Wenn zwei Töne gleichzeitig erklingen, entsteht ein dritter Ton – eine Kombination aus den „Pattern” der beiden Töne –, der sich aus den Frequenzen der beiden Töne bildet[1]. Wenn z.B. der erste Ton in 120Hz (120 mal pro Sekunde) schwingt, der zweite in 180Hz (180 mal/Sekunde), „treffen” sich die Amplituden im gemeinsamen Vielfachen bei 60Hz (60 mal/Sekunde). Diese „Peaks” bilden eine Frequenz, in diesem Fall einen Ton im hörbaren Bereich: eine Kombination der beiden Ausgangstöne, einen „Kombinationston”, oder (wobei ich den Begriff eher unpassend finde) „Unterton”.

Die Frequenzen im Beispiel sind eine (reine, d.h. nicht-temperierte) Quinte im Frequenzverhältnis 2:3. Der Kombinationston liegt eine Oktave unter dem Grundton.

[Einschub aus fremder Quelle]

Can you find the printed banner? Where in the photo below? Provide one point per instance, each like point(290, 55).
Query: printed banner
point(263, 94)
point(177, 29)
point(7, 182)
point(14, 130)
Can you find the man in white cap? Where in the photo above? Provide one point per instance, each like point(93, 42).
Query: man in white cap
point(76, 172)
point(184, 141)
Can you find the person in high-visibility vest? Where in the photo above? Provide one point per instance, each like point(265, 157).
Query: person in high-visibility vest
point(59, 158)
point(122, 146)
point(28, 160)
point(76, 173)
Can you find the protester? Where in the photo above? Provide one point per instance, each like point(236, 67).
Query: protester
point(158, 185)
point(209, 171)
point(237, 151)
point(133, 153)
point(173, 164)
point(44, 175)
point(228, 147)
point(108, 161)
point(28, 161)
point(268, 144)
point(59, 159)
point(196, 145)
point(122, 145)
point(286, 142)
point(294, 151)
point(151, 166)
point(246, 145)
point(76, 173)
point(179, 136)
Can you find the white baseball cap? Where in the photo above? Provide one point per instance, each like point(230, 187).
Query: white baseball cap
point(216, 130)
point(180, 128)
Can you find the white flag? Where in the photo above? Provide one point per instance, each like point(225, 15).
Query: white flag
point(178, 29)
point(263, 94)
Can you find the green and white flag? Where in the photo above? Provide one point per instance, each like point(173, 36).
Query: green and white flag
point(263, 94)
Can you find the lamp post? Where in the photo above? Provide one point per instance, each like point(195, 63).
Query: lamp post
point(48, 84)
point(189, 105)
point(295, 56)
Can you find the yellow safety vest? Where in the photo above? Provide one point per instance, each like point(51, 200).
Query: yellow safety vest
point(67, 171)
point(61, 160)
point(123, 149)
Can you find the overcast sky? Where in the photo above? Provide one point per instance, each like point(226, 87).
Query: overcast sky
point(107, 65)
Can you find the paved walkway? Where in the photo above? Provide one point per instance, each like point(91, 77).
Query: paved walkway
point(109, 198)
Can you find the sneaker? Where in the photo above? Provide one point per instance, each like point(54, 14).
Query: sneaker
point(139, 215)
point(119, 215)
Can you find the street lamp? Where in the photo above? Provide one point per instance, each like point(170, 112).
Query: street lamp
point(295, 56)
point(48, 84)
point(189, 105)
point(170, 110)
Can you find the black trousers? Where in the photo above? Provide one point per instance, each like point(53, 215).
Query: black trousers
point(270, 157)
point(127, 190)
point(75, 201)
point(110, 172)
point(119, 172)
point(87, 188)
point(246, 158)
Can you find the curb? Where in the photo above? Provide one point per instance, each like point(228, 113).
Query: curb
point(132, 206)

Das, was hier im Bereich von „Sound” passiert, ist exakt dasselbe, was man in der Rhythmik ständig erlebt. Eine Überlagerung von einem Pattern im 2/4 trifft sich in der Polyrhythmik mit einem in 3/4 alle 6/4. Wenn der gemeinsame Puls der Pattern hinreichend übereinstimmt, etablieren die beiden Pattern ein drittes. – Dasselbe passiert, wenn zwei Töne aufeinander treffen, die in ihrer Klangfarbe[2] „genug” gemeinsam haben: ein dritter Ton wird hörbar.

Die Formel[3,4] zur Berechnung der Frequenz eines Kombinationstons (ffreq) zu der Frequenz eines Basistons (fgt) in Relation zu dem Verhältnis der Frequenz der Basis (vgt) zu der des höheren Tons (vi) ist simpel:

ffreq = fgt * (vi / (vi * vgt))

Gewöhnlich sind Kombinationstöne so leise und/oder so tief, so daß sie nicht wahrgenommen werden. Dabei können Kombinationstöne auch außerhalb des Hörbereichs menschlicher Ohren zu einem Problem werden, z.B. in der Audiotechnik, dort z.B. bei der Wandlung von analogen in digitale Signale.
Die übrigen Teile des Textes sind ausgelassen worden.